By Laurie Paolicelli
Every year, millions of tourists visit the Research Triangle Park and the Orange County communities. They come for business, conferences, warm climate, cultural offerings, healthcare, and to relocate here permanently.
Many visitors ask about rail service or if there are faster, safer ways to navigate the Triangle’s roads. At the Chapel Hill/Orange County Visitors Bureau, we give them the options that currently exist: buses and taxis, rideshare, rental cars, Triangle transit, and, in a pinch, a ride-on mower.
Visitor Centers don’t weigh-in on light rail, commuter rail, or rapid bus transit, but Orange County is asking its residents to do so.
Orange County Public Transportation and County transit service providers, Chapel Hill Transit and GoTriangle are seeking public input on proposed transit plan projects to be included in Orange County’s updated Transit Plan. This second phase of public engagement is focused on evaluating projects that can be funded with project transit tax revenues and prioritizing regional connections for future transit investments.
For more information about the Transit Plan Update, please visit the project website at www.octransit2020.com.
Commuter Rail is being considered in many Triangle counties; during this phase Orange County is not one of them.
What is being considered is a system that will:
- Run up to 43 miles along North Carolina Railroad Company corridor.
- Connect West Durham to Garner or Clayton.
- Stop at downtown Raleigh, N.C. State, Cary, Morrisville, Research Triangle Park and downtown Durham
- Carry an estimated 7,500 to 10,000 passengers a day.
- Return $5 billion in GDP and 50,000 jobs over 20 years for every $1 billion invested, according to APTA.
“There are other possible segments including one that extends through Orange County (Hillsborough and Mebane), however, those segments have been determined to not be feasible for the initial phase,” says Brian Litchfield, Chapel Hill Transit Director. “The project is still being studied and at the end of the study the governing bodies for the counties/communities along the line will decide the best way to proceed.” Read more here: https://www.readyforrailnc.com
We were curious though. How does commuter rail differ from light rail and how does bus rapid transit work?
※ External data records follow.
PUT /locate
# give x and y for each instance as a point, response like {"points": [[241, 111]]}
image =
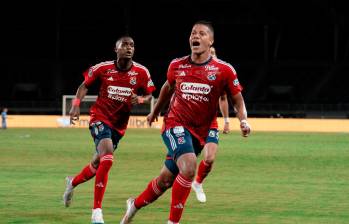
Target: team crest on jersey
{"points": [[181, 66], [132, 73], [211, 76], [211, 68], [181, 73], [181, 140], [150, 83], [236, 82], [90, 72], [178, 130], [133, 80]]}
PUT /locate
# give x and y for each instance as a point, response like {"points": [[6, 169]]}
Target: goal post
{"points": [[89, 100]]}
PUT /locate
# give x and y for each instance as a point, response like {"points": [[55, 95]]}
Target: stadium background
{"points": [[291, 56]]}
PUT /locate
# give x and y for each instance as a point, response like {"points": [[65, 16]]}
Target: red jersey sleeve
{"points": [[91, 75], [233, 86], [149, 85], [170, 75]]}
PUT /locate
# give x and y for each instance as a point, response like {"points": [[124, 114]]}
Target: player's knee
{"points": [[209, 160], [165, 182], [189, 172]]}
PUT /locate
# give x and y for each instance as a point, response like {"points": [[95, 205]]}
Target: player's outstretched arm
{"points": [[75, 108], [164, 97], [224, 107], [241, 113], [135, 99]]}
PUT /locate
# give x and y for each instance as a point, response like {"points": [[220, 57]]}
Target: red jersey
{"points": [[113, 105], [196, 96]]}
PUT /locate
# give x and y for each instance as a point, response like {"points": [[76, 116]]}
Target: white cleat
{"points": [[200, 194], [130, 211], [97, 216], [68, 193]]}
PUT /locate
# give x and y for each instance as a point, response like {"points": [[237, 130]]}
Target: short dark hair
{"points": [[121, 38], [206, 23]]}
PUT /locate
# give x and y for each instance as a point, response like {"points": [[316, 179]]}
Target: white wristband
{"points": [[226, 120], [244, 121]]}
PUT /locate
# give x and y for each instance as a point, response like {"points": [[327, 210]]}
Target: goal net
{"points": [[89, 100]]}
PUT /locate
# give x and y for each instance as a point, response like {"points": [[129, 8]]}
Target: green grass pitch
{"points": [[267, 178]]}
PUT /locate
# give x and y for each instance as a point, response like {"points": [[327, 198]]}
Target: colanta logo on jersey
{"points": [[119, 93], [181, 66], [211, 68], [132, 73], [118, 90], [192, 87]]}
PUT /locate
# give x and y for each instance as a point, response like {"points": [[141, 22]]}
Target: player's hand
{"points": [[74, 114], [245, 128], [226, 128], [151, 118], [135, 99]]}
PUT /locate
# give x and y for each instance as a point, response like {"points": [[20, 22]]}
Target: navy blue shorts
{"points": [[179, 141], [100, 130]]}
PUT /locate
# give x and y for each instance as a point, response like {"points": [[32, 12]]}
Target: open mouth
{"points": [[196, 43]]}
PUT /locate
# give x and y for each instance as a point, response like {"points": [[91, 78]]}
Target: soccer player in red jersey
{"points": [[194, 85], [210, 148], [123, 83]]}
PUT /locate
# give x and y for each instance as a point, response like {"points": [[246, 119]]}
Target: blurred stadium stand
{"points": [[292, 59]]}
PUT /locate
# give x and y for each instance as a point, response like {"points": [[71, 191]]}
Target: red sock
{"points": [[180, 192], [101, 180], [150, 194], [86, 173], [204, 169]]}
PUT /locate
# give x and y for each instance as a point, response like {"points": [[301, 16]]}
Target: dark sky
{"points": [[51, 43]]}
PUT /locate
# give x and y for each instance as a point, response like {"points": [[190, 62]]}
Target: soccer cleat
{"points": [[97, 216], [200, 194], [130, 211], [69, 190]]}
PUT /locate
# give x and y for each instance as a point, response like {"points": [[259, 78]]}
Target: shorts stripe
{"points": [[172, 140]]}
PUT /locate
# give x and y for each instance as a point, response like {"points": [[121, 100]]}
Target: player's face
{"points": [[200, 39], [125, 48]]}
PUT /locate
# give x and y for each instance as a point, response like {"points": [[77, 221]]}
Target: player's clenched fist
{"points": [[245, 128]]}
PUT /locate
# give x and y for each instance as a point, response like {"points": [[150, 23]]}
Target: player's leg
{"points": [[88, 172], [153, 191], [205, 166], [180, 144], [106, 141]]}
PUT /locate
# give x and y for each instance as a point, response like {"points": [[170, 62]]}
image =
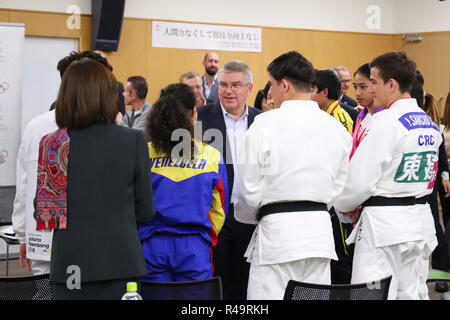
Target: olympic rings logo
{"points": [[4, 86]]}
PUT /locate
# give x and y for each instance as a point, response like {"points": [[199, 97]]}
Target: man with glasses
{"points": [[225, 122], [209, 79], [344, 74]]}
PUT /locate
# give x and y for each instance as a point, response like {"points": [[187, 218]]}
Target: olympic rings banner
{"points": [[12, 37]]}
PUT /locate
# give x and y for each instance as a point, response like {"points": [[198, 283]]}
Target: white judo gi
{"points": [[38, 243], [294, 153], [396, 159]]}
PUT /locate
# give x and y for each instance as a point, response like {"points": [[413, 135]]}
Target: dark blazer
{"points": [[213, 94], [105, 203], [347, 100], [211, 117]]}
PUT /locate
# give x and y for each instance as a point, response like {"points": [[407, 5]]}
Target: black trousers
{"points": [[341, 271], [228, 257]]}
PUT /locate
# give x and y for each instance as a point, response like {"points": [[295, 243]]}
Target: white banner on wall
{"points": [[204, 36], [12, 37]]}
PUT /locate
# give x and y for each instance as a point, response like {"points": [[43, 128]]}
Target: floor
{"points": [[14, 270]]}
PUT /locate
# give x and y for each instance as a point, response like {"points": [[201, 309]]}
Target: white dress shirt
{"points": [[235, 132]]}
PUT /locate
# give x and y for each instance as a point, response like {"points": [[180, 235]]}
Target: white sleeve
{"points": [[366, 166], [249, 183], [19, 207], [342, 174]]}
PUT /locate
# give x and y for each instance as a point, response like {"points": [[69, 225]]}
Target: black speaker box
{"points": [[106, 24]]}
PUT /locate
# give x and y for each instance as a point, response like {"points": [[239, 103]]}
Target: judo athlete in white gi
{"points": [[292, 163], [35, 246], [393, 165]]}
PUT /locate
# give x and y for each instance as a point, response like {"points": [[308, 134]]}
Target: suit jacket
{"points": [[211, 117], [351, 112], [140, 120], [106, 201], [347, 100]]}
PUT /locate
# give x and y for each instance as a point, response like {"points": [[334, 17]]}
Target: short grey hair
{"points": [[237, 66], [189, 75], [340, 68], [336, 73]]}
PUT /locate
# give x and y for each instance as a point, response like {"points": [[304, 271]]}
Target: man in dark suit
{"points": [[226, 121], [344, 74], [209, 79]]}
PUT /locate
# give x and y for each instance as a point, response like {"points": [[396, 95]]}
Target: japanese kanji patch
{"points": [[416, 167]]}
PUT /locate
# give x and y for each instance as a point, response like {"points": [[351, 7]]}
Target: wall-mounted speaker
{"points": [[106, 24]]}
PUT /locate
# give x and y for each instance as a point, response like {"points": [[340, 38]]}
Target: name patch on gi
{"points": [[416, 167], [417, 120]]}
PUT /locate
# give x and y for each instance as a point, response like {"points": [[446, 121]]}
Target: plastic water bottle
{"points": [[131, 293]]}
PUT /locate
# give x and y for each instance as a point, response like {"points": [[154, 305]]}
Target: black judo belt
{"points": [[379, 201], [292, 206]]}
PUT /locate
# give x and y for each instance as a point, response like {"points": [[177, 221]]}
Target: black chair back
{"points": [[377, 290]]}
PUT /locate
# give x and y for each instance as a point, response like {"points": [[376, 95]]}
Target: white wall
{"points": [[397, 16], [422, 16], [342, 15]]}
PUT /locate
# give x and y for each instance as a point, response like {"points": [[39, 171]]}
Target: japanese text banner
{"points": [[203, 36]]}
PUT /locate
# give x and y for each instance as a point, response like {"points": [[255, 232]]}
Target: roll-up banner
{"points": [[12, 37]]}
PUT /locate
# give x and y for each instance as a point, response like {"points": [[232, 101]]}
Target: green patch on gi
{"points": [[416, 167]]}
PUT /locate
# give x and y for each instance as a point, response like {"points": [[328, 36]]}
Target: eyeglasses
{"points": [[232, 86]]}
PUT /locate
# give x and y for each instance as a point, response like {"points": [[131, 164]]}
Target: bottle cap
{"points": [[131, 286]]}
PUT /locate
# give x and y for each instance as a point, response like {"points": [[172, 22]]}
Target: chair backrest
{"points": [[446, 296], [209, 289], [26, 288], [377, 290]]}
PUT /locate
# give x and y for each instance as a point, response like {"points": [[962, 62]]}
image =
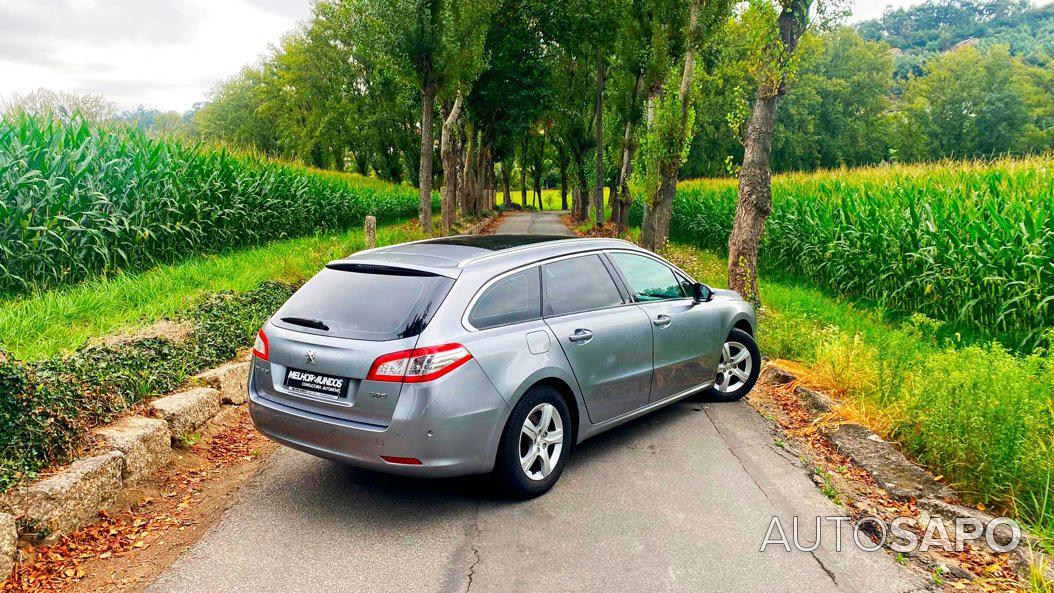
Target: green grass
{"points": [[976, 414], [82, 199], [968, 243], [550, 198], [49, 322]]}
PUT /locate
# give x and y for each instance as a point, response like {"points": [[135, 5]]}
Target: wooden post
{"points": [[371, 232]]}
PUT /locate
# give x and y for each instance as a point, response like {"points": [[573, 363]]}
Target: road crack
{"points": [[738, 458], [476, 555], [831, 573]]}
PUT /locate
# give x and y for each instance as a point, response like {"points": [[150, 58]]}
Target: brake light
{"points": [[418, 364], [402, 460], [259, 347]]}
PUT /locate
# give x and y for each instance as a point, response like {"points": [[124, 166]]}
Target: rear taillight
{"points": [[418, 364], [259, 347], [402, 460]]}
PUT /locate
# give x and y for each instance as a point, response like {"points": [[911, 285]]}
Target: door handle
{"points": [[581, 336]]}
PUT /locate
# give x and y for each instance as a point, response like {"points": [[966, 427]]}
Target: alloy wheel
{"points": [[541, 441], [735, 367]]}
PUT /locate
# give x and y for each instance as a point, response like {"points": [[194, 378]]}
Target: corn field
{"points": [[970, 243], [82, 199]]}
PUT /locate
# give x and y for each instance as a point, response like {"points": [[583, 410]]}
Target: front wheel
{"points": [[535, 443], [739, 368]]}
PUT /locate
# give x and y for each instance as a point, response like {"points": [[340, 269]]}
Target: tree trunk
{"points": [[449, 156], [563, 182], [539, 170], [582, 197], [507, 195], [657, 214], [362, 162], [523, 172], [338, 159], [469, 172], [626, 164], [427, 150], [755, 196], [599, 199]]}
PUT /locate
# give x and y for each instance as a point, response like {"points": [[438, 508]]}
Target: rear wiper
{"points": [[314, 323]]}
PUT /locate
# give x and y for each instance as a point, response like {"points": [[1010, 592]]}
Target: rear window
{"points": [[581, 283], [512, 299], [368, 303]]}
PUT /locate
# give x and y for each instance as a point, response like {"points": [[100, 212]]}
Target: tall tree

Commuter rail systems are passenger trains that run on diesel-electric or electrically propelled engines that operate over existing railway tracks. Light rail systems are passenger trains powered by overhead electrical wires. Commuter rail systems make fewer stops than light rail systems and usually run through suburban areas and central cities during the standard commuting times for the average workday. Light rail systems operate in city streets and urban corridors throughout the day. Bus Rapid Transit (BRT) is a high-quality bus-based transit system that delivers fast, comfortable, and cost-effective services at metro-level capacities. It does this through the provision of dedicated lanes, with busways and iconic stations typically aligned to the center of the road, off-board fare collection, and fast and frequent operations.
Because BRT contains features similar to a light rail or metro system, it is much more reliable, convenient and faster than regular bus services. With the right features, BRT is able to avoid the causes of delay that typically slow regular bus services, like being stuck in traffic and queuing to pay on board.
Regardless of the mode of transportation, visitors will continue to find their way to the Piedmont of North Carolina and especially, Orange County. Orange County is an oasis of art, food, music, sport, and higher education. It’s a hilly run of farms that’s as close to the beach as it is to the mountains, a home to the future (for instance, Research Triangle Park) and to the past (Hillsborough, let’s say). People will come. And who can blame them?
Everything is here.
Laurie Paolicelli is the Executive Director of the Chapel Hill/Orange County Visitors Bureau.